14 | Maar ik ben er van overtuigd, broeders-en-zusters van mij, ik voor mij over u, dat ge zelf vol zijt van goedheid, vervuld van alle kennis, bij machte ook elkaar terecht te wijzen.
| |
15 | Toch heb ik u nogal gedurfd geschreven, voor een deel, als iemand die u dingen in herinnering brengt, door de genade die mij van Godswege is gegeven,
| |
16 | om voor de heidenen een liturg van Christus Jezus te zijn, in het heilige werk van de evangelieverkondiging van God, opdat de offerande van de heidenen welaangenaam zal worden, geheiligd door de heilige Geest.
| |
17 | In het staan voor God heb ik dan ook stof tot roemen in Christus Jezus.
| |
18 | Want ik zal het niet wagen over iets anders te spreken dan over wat Christus door mij heeft bewerkt tot gehoorzaamheid van heidenen, door woord en werk,
| |
19 | in de kracht van tekenen en wonderen, in de kracht van de Geest,- zodat ik van Jeruzalem uit in het rond tot het Illyrische toe de evangelieverkondiging van de Gezalfde heb vervuld.
| |
20 | Maar zo, dat ik er een eer in gesteld heb om het evangelie niet te verkondigen waar de naam van Christus al genoemd werd, om niet op andermans fundament te bouwen,
| |
21 | maar zoals geschreven staat: ‘zien zullen zij aan wie over hem niet is verkondigd, en die niets hadden gehoord zullen verstaan’ (Jes. 52,15).
| |
22 | Daarom ben ik ook zo vaak verhinderd geweest om tot u te komen;
| |
23 | maar nu ik geen werkplek meer heb in deze windstreken, hunker ik al sinds heel wat jaren om tot u te komen
| |
24 | zodra ik naar Spanje reis.
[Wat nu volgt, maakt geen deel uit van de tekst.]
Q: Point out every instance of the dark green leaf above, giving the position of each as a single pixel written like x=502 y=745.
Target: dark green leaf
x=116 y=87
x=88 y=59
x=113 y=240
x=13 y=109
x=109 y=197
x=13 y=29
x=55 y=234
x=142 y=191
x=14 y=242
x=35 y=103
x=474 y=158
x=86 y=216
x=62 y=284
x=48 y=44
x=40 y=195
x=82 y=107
Want ik hoop op doorreis u te aanschouwen en door u daar vooruitgeholpen te worden, als ik eerst enigermate van u heb mogen genieten.
| |
25 | Maar nu reis ik naar Jeruzalem om de heiligen van dienst te zijn.
| |
26 | Want Macedonië en Achaje hebben het goede besluit genomen een oefening in delen te houden voor de armen onder de heiligen in Jeruzalem.
| |
27 | Want ze hebben dat goede besluit genomen, maar zijn het hun ook schuldig: want als de heidenen deel gekregen hebben aan hun geestelijke goederen, zijn zij ook verschuldigd in de vleselijke zaken diensten te verlenen aan hen.
| |
28 | Wanneer ik dan dit voltooid heb en hun deze opbrengst verzegeld heb afgedragen, zal ik via u naar Spanje vertrekken.
| |
29 | Maar ik weet: als ik tot u kom, zal ik komen in een volheid van zegen van Christus!
| |
30 | Maar ik roep u op, broeders-en-zusters, bij onze Heer, Jezus Christus, en bij de liefde van de Geest, met mij mee te strijden in uw gebeden voor mij tot God,
| |
31 | dat ik ontkom aan de niet-overtuigden in Judea en dat mijn dienstwerk in Jeruzalem voor de heiligen welaangenaam mag wezen,
| |
32 | opdat ik, door de wil van God in vreugde tot u gekomen, met u mag uitrusten.
| |
33 | De God van de vrede zij met u allen! Amen!